Signed-off-by: Rewant Soni <resoni@redhat.com>
---
 Dockerfile                                          |  2 +-
 .../ocs-client-operator.clusterserviceversion.yaml  | 13 ++++++++++++-
 cmd/main.go                                         |  5 -----
 config/rbac/role.yaml                               | 11 +++++++++++
 internal/controller/storageclaim_controller.go      |  1 +
 pkg/utils/predicates.go                             |  4 ++--
 6 files changed, 27 insertions(+), 9 deletions(-)

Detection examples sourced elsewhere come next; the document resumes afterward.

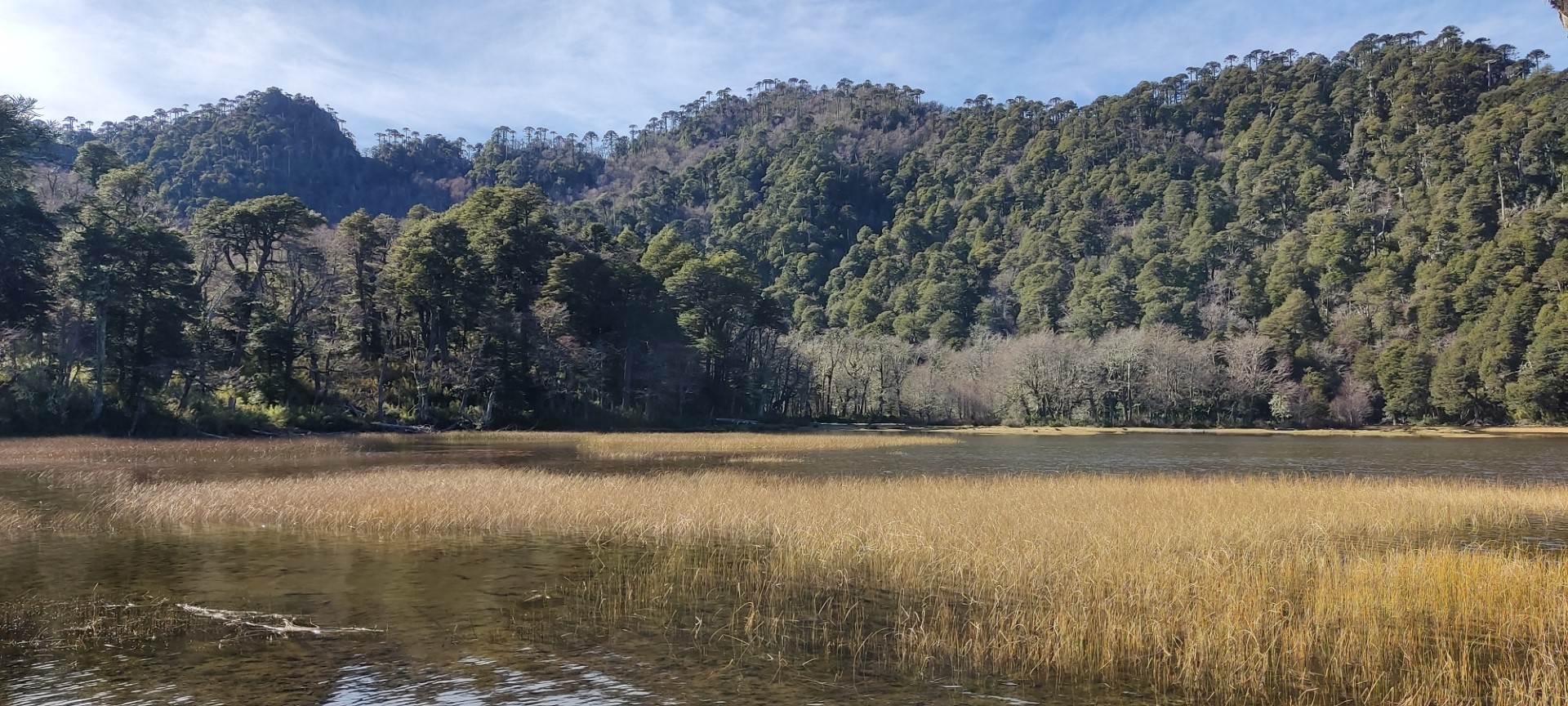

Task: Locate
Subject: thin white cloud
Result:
[0,0,1568,145]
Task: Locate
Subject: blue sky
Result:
[0,0,1568,145]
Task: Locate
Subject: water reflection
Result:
[0,530,1115,706]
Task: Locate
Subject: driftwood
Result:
[176,602,384,636]
[370,422,434,435]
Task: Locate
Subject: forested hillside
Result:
[0,29,1568,431]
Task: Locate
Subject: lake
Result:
[9,433,1568,706]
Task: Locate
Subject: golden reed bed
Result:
[102,467,1568,704]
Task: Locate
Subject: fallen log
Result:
[176,602,385,636]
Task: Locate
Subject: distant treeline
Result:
[9,29,1568,433]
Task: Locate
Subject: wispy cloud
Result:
[0,0,1568,145]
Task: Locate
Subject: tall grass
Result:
[105,467,1568,704]
[0,436,365,469]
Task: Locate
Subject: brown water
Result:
[9,435,1568,706]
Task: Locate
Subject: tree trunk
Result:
[89,302,108,422]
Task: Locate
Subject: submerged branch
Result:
[176,602,385,636]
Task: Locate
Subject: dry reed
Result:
[105,467,1568,704]
[577,431,958,460]
[0,436,365,469]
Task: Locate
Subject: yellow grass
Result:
[0,436,363,469]
[105,467,1568,704]
[925,427,1568,440]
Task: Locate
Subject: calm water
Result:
[9,435,1568,706]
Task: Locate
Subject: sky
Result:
[0,0,1568,145]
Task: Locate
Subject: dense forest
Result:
[0,27,1568,433]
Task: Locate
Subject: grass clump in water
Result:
[0,500,39,534]
[95,467,1568,704]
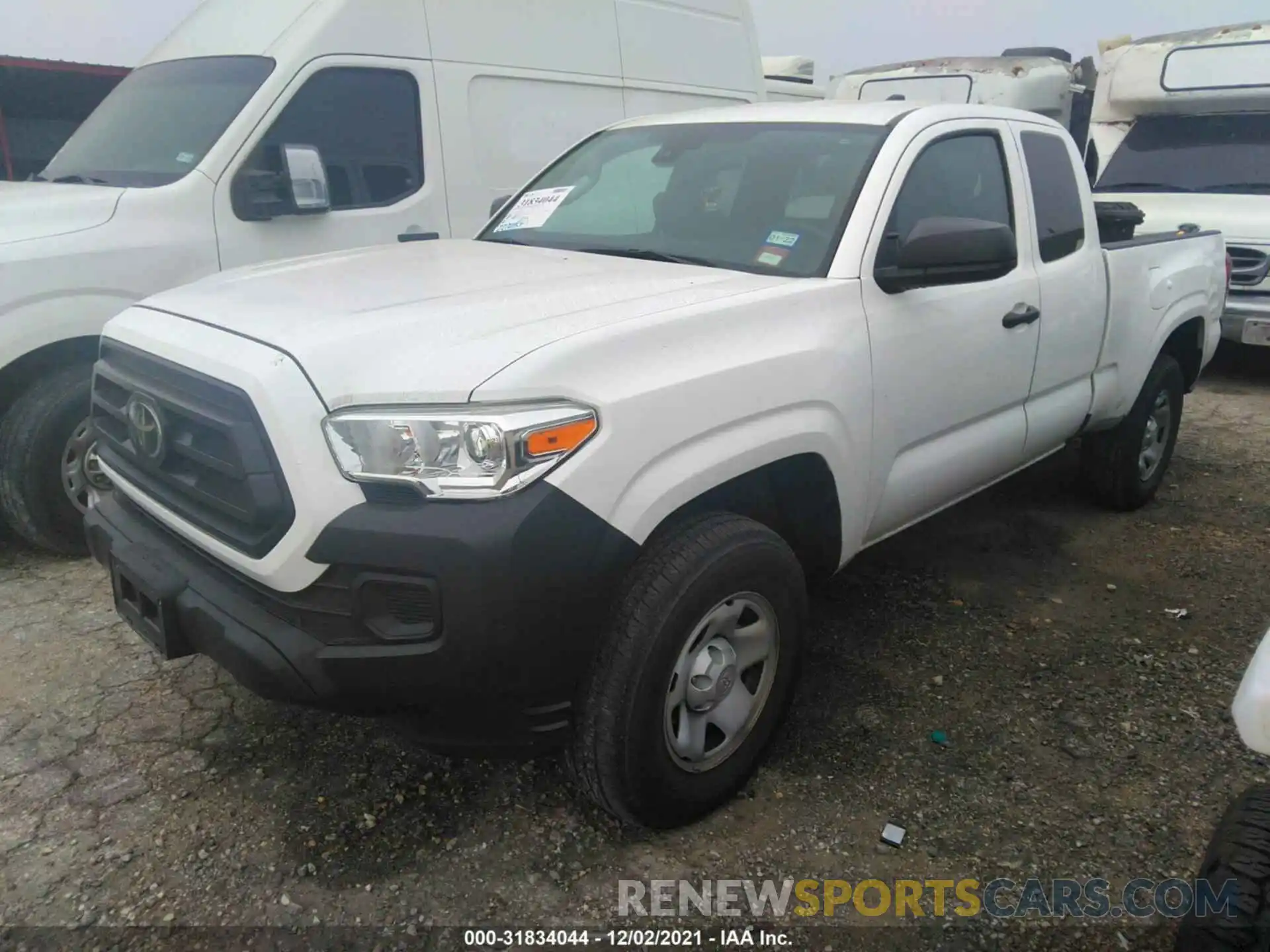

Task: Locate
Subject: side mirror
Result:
[874,218,1019,294]
[230,145,330,221]
[282,145,330,214]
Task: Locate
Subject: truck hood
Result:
[142,241,790,410]
[1093,192,1270,245]
[0,182,124,245]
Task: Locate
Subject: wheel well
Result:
[1161,317,1204,393]
[0,337,99,416]
[653,453,842,579]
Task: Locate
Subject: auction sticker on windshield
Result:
[494,185,573,233]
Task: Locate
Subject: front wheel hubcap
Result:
[664,592,780,773]
[1138,389,1173,483]
[62,420,110,513]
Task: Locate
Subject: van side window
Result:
[1020,132,1085,262]
[242,66,423,211]
[876,132,1015,268]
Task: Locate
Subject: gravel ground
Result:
[0,352,1270,951]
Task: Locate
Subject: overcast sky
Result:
[7,0,1266,80]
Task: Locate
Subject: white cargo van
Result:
[1087,20,1270,346]
[763,56,827,103]
[829,48,1088,147]
[0,0,763,552]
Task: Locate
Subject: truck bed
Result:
[1091,231,1226,426]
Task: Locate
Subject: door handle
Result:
[1001,311,1040,327]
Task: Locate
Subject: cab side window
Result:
[1020,132,1085,262]
[876,132,1015,268]
[249,66,423,211]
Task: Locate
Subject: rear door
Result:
[1013,123,1107,456]
[863,119,1039,542]
[216,56,450,268]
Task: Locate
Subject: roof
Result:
[611,99,1062,128]
[1129,20,1270,46]
[846,56,1071,76]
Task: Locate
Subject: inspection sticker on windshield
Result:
[494,185,573,232]
[754,245,790,268]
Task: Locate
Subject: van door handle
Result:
[1001,311,1040,327]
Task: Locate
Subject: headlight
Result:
[323,404,599,499]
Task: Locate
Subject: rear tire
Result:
[1081,354,1186,512]
[1173,787,1270,952]
[0,364,93,556]
[568,514,806,829]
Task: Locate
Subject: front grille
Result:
[1226,245,1270,288]
[93,340,294,559]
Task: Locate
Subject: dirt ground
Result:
[0,352,1270,951]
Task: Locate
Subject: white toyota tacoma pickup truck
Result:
[87,103,1226,826]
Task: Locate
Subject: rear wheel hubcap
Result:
[1138,389,1173,483]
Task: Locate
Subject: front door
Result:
[216,56,450,268]
[863,119,1039,542]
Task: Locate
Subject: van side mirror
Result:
[282,143,330,214]
[230,143,330,221]
[874,218,1019,294]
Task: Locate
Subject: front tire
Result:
[1081,354,1186,512]
[569,514,806,829]
[0,364,93,556]
[1175,787,1270,952]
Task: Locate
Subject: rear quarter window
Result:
[1020,132,1085,262]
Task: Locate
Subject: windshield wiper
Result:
[30,174,110,185]
[573,247,722,268]
[1093,182,1197,192]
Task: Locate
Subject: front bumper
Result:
[1222,294,1270,346]
[85,483,638,752]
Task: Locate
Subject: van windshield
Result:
[36,56,273,188]
[1093,113,1270,196]
[479,122,886,278]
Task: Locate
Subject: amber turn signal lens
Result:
[525,419,595,456]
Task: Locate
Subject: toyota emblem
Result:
[124,393,165,463]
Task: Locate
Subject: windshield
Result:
[1093,113,1270,194]
[36,56,273,188]
[480,122,886,278]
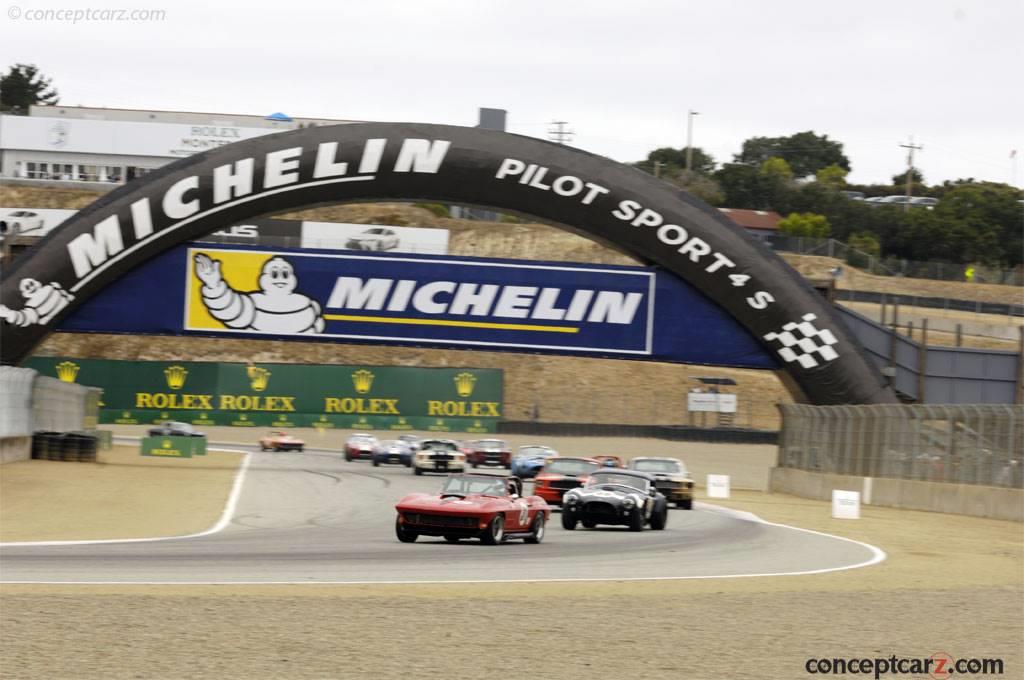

diff --git a/Dockerfile b/Dockerfile
index de14b4db..86936536 100644
--- a/Dockerfile
+++ b/Dockerfile
@@ -24,7 +24,7 @@ RUN make go-build
 
 # Use distroless as minimal base image to package the manager binary
 # Refer to https://github.com/GoogleContainerTools/distroless for more details
-FROM gcr.io/distroless/static:nonroot
+FROM registry.access.redhat.com/ubi9/ubi-minimal
 WORKDIR /
 COPY --from=builder /workspace/bin/manager .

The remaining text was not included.